Without getting into too much detail... not only have there been religious issues, but society doesn't like us together. It's taboo, a stigma, or whatever, and taps into other people's insecurity for reasons I simply don't completely understand. Now sure, "who cares about what people think?" Yes? 

I just so happened to have built a house in the middle of town where such mentalities are very common. And also due to reports of a local gang out and about hating on couples like us, I've come to be a bit more careful (and perhaps paranoid) for the safety of my family in regards to the whole thing.

As a result when we go out together I always make sure we don't give people the impression that we're actually married, the way I see it, ignorance is bliss, best folks don't know, hence less dramas. Unfortunately as you can expect, it's not working out, I reject any public advances/affection even if no one is around. Leave the loving for home, in public, we are just friends.

This isn't a critical issue at present, but it's always been an issue. How does one exactly deal with this? Either then of course moving - which is in discussion (more like arguments), but no decision has been solid on this issue as of yet. Considering the current issues at play, I probably won't end up having to deal with this anyway, but how about future relationships?

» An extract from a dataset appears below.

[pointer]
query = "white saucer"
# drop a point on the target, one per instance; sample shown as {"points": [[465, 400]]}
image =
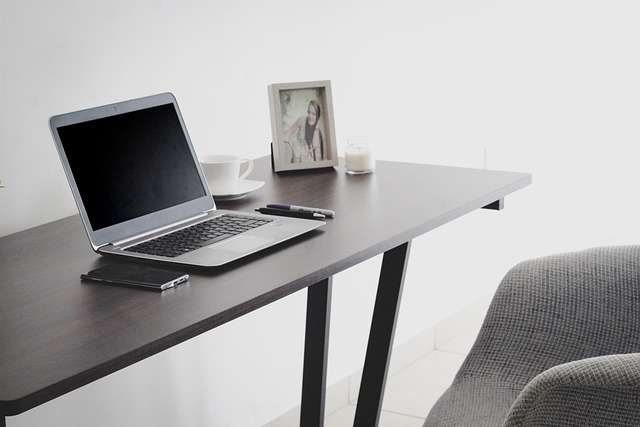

I don't know.


----------



## AnoukNZ (Oct 18, 2010)

I don't know either but what I would probably do is move to a place where people don't care about your religion and respect your choices as long as they do not harm others.
About future relationships, you'll need to be open and put everything that's on your mind on the table from the very beginning and see how you can compromise and deal with your differences ..


----------



## RandomDude (Dec 18, 2010)

Ah, but when it comes to moving - I'm in the same boat as you! heh (you actually reminded me of this)

Religion is another seperate issue (and current one), this one is just the culture really.


----------



## Jaz (Dec 29, 2010)

in my case, it's not only taboo. public display of affection is actually illegal, so none of that for us either, unless you're feeling dangerous and naughty, then it's kind of exciting to sneak around lol
I'm sorry to see that religious issues are getting to you, though. i don't know what religious backgrounds you two come from and how different they are but i'm sincerely hoping you don't let it break you. Religion is meant to make your life easier, not that much harder.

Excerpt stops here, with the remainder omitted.